Some weights of the model checkpoint at ../../local_models/bert-base-uncased_MaskedLM_STR_option1_3B1_pretrained were not used when initializing BertForSequenceClassification: ['cls.predictions.transform.dense.weight', 'cls.predictions.decoder.weight', 'cls.predictions.decoder.bias', 'cls.predictions.transform.LayerNorm.bias', 'cls.predictions.transform.LayerNorm.weight', 'cls.predictions.bias', 'cls.predictions.transform.dense.bias']
- This IS expected if you are initializing BertForSequenceClassification from the checkpoint of a model trained on another task or with another architecture (e.g. initializing a BertForSequenceClassification model from a BertForPreTraining model).
- This IS NOT expected if you are initializing BertForSequenceClassification from the checkpoint of a model that you expect to be exactly identical (initializing a BertForSequenceClassification model from a BertForSequenceClassification model).
Some weights of BertForSequenceClassification were not initialized f

In [7]:
# Save the models
model.save_pretrained(SeqClassification_model_path)
tokenizer.save_pretrained(SeqClassification_model_path)
print(f"Saved the SequenceClassification model at {SeqClassification_model_path}")
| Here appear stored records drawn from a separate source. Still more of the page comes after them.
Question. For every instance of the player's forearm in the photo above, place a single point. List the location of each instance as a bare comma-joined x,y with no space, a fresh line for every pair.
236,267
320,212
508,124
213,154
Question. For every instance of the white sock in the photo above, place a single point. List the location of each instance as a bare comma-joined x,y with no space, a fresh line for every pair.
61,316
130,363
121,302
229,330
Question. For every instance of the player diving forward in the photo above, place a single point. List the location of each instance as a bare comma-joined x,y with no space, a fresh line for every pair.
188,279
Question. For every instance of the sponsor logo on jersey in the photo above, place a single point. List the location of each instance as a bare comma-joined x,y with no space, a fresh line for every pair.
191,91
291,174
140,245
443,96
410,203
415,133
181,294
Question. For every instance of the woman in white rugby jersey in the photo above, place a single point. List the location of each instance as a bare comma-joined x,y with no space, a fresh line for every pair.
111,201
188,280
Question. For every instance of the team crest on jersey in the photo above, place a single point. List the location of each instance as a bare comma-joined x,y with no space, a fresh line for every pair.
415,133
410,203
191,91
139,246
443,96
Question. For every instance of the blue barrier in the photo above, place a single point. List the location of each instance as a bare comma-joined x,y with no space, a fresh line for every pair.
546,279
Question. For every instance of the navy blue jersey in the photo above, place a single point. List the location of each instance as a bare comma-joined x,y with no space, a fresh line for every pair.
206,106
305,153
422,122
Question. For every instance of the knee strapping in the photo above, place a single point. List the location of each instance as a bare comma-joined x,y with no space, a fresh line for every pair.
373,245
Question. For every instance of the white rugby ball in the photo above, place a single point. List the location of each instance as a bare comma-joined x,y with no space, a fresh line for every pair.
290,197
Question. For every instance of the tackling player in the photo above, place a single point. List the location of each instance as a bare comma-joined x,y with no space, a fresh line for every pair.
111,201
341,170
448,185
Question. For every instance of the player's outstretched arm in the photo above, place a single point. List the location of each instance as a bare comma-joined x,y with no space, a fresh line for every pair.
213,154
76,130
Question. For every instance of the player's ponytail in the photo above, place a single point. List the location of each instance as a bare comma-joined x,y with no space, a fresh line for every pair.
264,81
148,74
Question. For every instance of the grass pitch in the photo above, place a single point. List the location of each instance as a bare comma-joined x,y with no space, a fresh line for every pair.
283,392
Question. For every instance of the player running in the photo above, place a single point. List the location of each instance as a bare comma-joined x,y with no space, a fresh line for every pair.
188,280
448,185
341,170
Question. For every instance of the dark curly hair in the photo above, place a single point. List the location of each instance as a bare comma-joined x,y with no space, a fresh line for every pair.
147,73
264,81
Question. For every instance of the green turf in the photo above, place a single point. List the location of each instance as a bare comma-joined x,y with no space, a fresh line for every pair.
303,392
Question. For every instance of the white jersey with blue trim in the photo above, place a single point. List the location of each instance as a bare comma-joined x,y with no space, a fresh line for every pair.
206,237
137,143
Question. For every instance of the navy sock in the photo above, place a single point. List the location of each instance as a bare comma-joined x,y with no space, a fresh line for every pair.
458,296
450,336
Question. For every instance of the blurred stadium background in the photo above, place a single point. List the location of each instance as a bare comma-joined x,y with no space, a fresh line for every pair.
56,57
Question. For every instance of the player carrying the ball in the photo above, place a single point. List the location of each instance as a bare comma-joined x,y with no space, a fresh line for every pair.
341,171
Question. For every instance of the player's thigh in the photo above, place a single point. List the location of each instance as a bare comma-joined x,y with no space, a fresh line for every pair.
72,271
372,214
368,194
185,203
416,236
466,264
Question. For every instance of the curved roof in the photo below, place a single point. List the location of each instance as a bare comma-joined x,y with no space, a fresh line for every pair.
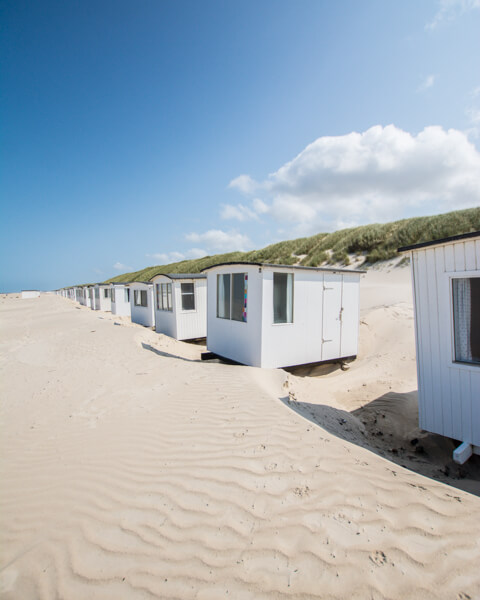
453,238
179,276
298,267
Saved the SequenceClassification model at ../../local_models/bert-base-uncased_MaskedLM_STR_option1_3B1_pretrained_SC


## Test the tokenzer

In [20]:
# Test for MWE single-tokens
test_tokens = ["IDoffthebeatentrackID", "IDchapterandverseID", "IDjointheclubID", "IDtietheknotID"]

for token in test_tokens:
    assert tokenizer.tokenize(f'This is a {token}')[-1] == token.lower()
    test_sent = f'This is a {token}'
    print("Tokenized:", tokenizer.tokenize(test_sent))
    print("Encoded:", tokenizer.encode(test_sent.lower()))
    print()

print('\n')
print(f'SUCCESS!! The {SeqClassification_model_path} model has been updated with new tokens!!')

Tokenized: ['this', 'is', 'a', 'idoffthebeatentrackid']
Encoded: [101, 2023, 2003, 1037, 30522, 102]

Tokenized: ['this', 'is', 'a', 'idchapterandverseid']
Encoded: [101, 2023, 2003, 1037, 30530, 102]

Tokenized: ['this', 'is', 'a', 'idjointheclubid']
Encoded: [101, 2023, 2003, 1037, 30825, 102]

Tokenized: ['this', 'is', 'a', 'idtietheknotid']
Encoded: [101, 2023, 2003, 1037, 31366, 102]



SUCCESS!! The ../../local_models/bert-base-uncased_MaskedLM_STR_option1_3B1_pretrained_SC model has been updated with new tokens!!